Since the early days of the AIDS epidemic, gay men have faced a perplexing question, how do I have a satisfying sex life without contracting or spreading HIV? In my practice as a psychotherapist, I've grown concerned with the increasing number of clients who are not using condoms (for a wide variety of reasons).
Clearly, the message of 'use condoms every time' is falling on many deaf ears. This prompts a very controversial question: Are there ways to minimise the damage of unprotected sex rather than eliminating the behaviour altogether? The variety of ways, short of using condoms, that most gay men use to avoid contracting or spreading HIV have become known as sexual harm reduction practices. These include:
Negotiated safety. This is an agreement between two gay men in a HIV-negative, seroconcordant relationship to go through the process of getting ready to stop using condoms when they have anal sex.
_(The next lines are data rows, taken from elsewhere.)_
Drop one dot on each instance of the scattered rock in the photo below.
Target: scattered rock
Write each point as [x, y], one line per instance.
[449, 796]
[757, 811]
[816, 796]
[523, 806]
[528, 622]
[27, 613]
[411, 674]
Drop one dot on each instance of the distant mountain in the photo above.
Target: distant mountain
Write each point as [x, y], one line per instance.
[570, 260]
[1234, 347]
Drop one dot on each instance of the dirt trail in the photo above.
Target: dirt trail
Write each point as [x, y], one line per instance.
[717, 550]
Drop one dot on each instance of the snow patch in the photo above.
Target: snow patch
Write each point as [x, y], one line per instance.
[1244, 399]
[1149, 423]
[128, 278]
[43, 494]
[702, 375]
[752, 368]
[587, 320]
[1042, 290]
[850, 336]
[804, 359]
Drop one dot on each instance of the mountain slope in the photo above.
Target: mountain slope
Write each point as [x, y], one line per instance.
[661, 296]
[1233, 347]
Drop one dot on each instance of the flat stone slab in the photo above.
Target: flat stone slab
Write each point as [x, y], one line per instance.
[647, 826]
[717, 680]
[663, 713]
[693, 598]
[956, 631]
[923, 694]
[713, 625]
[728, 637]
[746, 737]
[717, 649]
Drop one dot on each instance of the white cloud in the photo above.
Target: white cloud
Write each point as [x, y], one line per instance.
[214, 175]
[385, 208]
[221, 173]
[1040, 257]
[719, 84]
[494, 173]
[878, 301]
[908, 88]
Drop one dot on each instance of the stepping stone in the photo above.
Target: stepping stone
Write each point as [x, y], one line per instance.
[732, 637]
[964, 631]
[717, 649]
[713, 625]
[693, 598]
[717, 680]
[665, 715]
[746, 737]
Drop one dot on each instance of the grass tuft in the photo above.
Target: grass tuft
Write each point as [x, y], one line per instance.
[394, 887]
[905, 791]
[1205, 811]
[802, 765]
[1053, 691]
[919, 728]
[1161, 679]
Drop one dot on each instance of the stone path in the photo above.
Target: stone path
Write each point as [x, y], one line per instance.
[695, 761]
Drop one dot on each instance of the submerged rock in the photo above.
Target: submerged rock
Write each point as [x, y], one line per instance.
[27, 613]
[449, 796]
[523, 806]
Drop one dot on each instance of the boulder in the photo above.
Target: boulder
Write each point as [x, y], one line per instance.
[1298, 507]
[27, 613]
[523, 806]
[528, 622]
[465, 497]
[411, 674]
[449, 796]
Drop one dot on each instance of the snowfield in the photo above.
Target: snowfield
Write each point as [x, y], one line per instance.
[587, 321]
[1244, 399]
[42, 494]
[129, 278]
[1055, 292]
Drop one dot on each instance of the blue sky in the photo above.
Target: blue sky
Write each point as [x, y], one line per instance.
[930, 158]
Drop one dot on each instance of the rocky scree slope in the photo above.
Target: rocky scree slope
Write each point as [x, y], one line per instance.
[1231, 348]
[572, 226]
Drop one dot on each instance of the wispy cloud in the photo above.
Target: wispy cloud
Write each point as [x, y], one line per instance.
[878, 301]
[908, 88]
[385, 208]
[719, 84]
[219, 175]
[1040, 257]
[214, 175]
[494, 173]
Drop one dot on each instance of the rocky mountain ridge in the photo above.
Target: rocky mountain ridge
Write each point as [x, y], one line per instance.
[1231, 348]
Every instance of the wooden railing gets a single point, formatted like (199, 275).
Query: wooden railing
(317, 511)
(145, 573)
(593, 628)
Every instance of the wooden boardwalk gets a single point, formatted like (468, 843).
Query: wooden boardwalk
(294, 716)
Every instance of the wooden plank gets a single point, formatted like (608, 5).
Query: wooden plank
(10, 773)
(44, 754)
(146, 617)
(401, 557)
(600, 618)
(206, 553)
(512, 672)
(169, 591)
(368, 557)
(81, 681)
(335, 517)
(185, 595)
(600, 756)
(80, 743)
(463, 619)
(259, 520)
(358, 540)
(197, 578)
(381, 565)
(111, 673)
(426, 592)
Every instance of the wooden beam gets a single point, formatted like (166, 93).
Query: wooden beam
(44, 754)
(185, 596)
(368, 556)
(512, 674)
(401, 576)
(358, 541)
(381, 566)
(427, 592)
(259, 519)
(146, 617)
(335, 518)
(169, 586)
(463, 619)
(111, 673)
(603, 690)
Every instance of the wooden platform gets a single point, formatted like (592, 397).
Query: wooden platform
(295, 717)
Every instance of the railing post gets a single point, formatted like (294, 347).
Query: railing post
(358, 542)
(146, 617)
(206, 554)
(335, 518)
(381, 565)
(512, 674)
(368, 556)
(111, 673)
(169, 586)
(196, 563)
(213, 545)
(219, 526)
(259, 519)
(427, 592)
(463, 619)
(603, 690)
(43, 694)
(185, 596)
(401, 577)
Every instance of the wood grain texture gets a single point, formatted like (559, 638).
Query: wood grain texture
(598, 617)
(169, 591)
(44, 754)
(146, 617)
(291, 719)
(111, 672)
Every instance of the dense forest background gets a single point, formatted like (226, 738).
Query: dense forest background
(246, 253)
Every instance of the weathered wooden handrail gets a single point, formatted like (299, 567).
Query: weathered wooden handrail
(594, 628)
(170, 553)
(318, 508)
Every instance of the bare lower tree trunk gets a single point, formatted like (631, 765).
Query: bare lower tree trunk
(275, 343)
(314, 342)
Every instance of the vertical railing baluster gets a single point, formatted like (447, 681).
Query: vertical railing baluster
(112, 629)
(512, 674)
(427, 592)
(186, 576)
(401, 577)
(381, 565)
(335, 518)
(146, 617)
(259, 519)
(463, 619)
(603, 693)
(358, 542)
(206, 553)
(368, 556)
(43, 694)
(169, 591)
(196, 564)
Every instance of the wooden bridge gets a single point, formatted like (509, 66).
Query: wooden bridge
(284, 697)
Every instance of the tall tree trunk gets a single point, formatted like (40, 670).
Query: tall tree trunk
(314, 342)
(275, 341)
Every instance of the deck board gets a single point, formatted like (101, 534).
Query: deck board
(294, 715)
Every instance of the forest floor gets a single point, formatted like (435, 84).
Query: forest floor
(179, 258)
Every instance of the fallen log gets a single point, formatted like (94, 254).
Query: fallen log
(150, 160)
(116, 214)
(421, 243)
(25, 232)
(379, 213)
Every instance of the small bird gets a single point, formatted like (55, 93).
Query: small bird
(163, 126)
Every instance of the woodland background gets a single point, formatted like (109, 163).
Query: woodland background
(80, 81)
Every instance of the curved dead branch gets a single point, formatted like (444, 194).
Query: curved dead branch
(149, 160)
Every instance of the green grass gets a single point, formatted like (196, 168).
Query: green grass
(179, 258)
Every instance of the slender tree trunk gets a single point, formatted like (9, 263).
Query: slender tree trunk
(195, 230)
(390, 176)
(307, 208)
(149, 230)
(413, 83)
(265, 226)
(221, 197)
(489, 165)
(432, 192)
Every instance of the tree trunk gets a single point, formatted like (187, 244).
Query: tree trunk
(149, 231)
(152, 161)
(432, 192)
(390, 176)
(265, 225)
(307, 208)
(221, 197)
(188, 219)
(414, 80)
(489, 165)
Serosorting. The practice of men having unprotected anal sex with other men of the same HIV status.
Strategic positioning. Used by both HIV-positive and HIV-negative gay and bisexual men, this is the practice of infected men adopting the receptive bottom role during unprotected anal sex with HIV-negative men.
Dipping. This is anal insertion for just one or two strokes without wearing a condom.
Withdrawal. Pulling out before ejaculation.
Assessing viral load. Using information that they or a partner have undetectable viral loads to make decisions about whether or not to bareback.
Substitution. Opting for unprotected oral sex for unprotected anal sex.
Risk of HIV-infection is serious business. But I'm convinced that all political correctness aside including harm reduction approaches into existing AIDS prevention campaigns neither condemns nor condones unprotected anal intercourse.
It merely acknowledges that this behaviour is occurring and is merely another attempt albeit a controversial one to engage with men who are not using condoms.
Dr. Goldstone Responds...
"Though any dialogue on additional ways to prevent HIV transmission is helpful, I'm troubled by the issues of negotiated safety for many reasons," says Dr. Stephen Goldstone, Medical Director, GayHealth.com. Some of Goldstone's additional comments include:
"There are far too many men who assume that they are HIV-negative when they have never been tested or not recently tested. I remind everyone that having unprotected sex with a partner who says he is 'negative' can leave you open to catching HIV."
"Men do, in fact, catch HIV when they are topping a positive bottom. If another STD is present the risk of infection also increases."
"Men with zero viral loads can also still pass HIV and HIV can be spread with oral sex."
"Even if you are positive, unprotected sex creates the potential for contracting a more resistant virus."
"I do agree with the notion that the protected sex all the time message needs to be reworked because too many people are not hearing it. I am all for harm reduction education, but harm reduction does not mean no harm or no risk."
Concludes Goldstone: "As a friend of mine recently said: 'Having protected sex is no different than driving with your seat belt on; it's inconvenient, but well worth it.'"
Michael Shernoff is a psychotherapist in private practice in Manhattan and is on faculty at Columbia University School of Social Work.